Comment author: gRR 16 April 2012 11:53:58AM 1 point [-]

"If morality is a fixed abstract computation, then it seems that rationality must also be a fixed abstract computation. But don't you think a complete "solved" metaethics should explain how morality differs from rationality?"

Rationality computation outputs statements about the world, morality evaluates them. Rationality is universal and objective, so it is unique as an abstract computation, not just fixed. Morality is arbitrary.

Comment author: Eugine_Nier 17 April 2012 05:06:29AM 3 points [-]

Rationality is universal and objective, so it is unique as an abstract computation, not just fixed. Morality is arbitrary.

How so? Every argument I've heard for why morality is arbitrary applies just as well to rationality.

Comment author: gRR 17 April 2012 11:00:32AM 2 points [-]

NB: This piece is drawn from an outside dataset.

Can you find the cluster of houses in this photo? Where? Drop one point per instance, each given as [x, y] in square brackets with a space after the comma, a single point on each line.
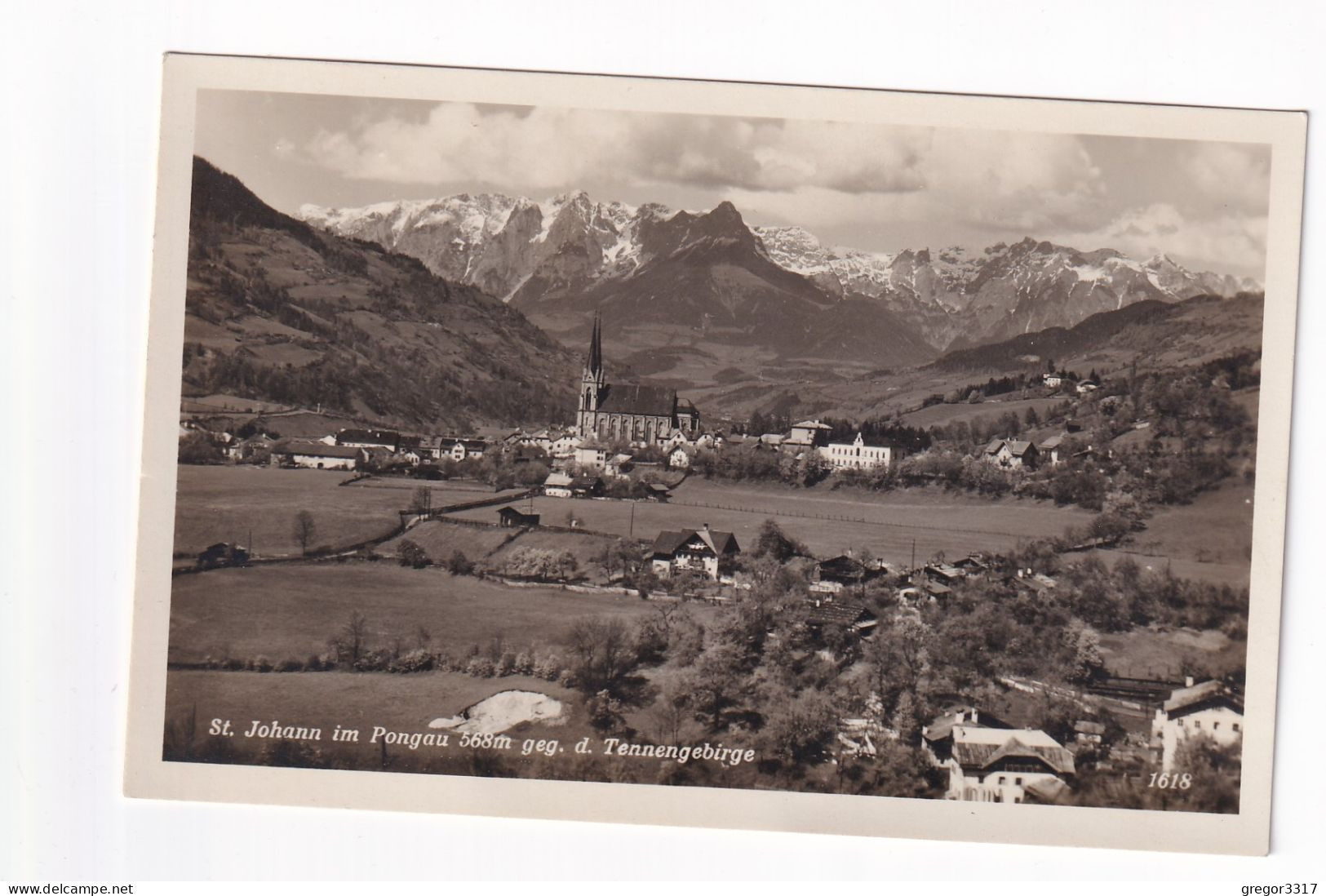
[1065, 382]
[988, 760]
[1027, 454]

If we assume some kind of mathematical realism (which seems to be necessary for "abstract computation" and "uniqueness" to have any meaning) then there exist objectively true statements and computations that generate them. At some point there are Goedelian problems, but at least all of the computations agree on the primitive-recursive truths, which are therefore universal, objective, unique, and true.

Any rational agent (optimization process) in any world with some regularities would exploit these regularities, which means use math. A reflective self-optimizing rational agent would arrive to the same math as us, because the math is unique.

Of course, all these points are made by a fallible human brain and so may be wrong.

But there is nothing even like that for morality. In fact, when a moral statement seems universal under sufficient reflection, it stops being a moral statement and becomes simply rational, like cooperating in the Prisoner's Dilemma when playing against the right opponents.

Comment author: David_Gerard 16 April 2012 10:52:16PM -1 points [-]

Yeah: CEV appears to just move the hard bit. Adding another layer of indirection.

Comment author: Eugine_Nier 15 April 2012 08:15:47PM 2 points [-]

To take Eliezer's statement one meta-level down:

what are the odds that someone who still thought ethics was a Deep Mystery could come up with a correct metaethics?

Comment author: XiXiDu 15 April 2012 11:01:56AM 1 point [-]

Take metaethics, a solved problem: what are the odds that someone who still thought metaethics was a Deep Mystery could write an AI algorithm that could come up with a correct metaethics? I tried that, you know, and in retrospect it didn't work.

What did he mean by "I tried that..."?

Comment author: Will_Newsome 15 April 2012 11:05:29AM 1 point [-]

I'm not at all sure, but I think he means CFAI.

Comment author: Mitchell_Porter 15 April 2012 11:24:48AM 2 points [-]

Possibly he means this.

Comment author: whowhowho 30 January 2013 06:57:46PM 0 points [-]

He may have soleved it, but if only he or someone else could say what the solution was.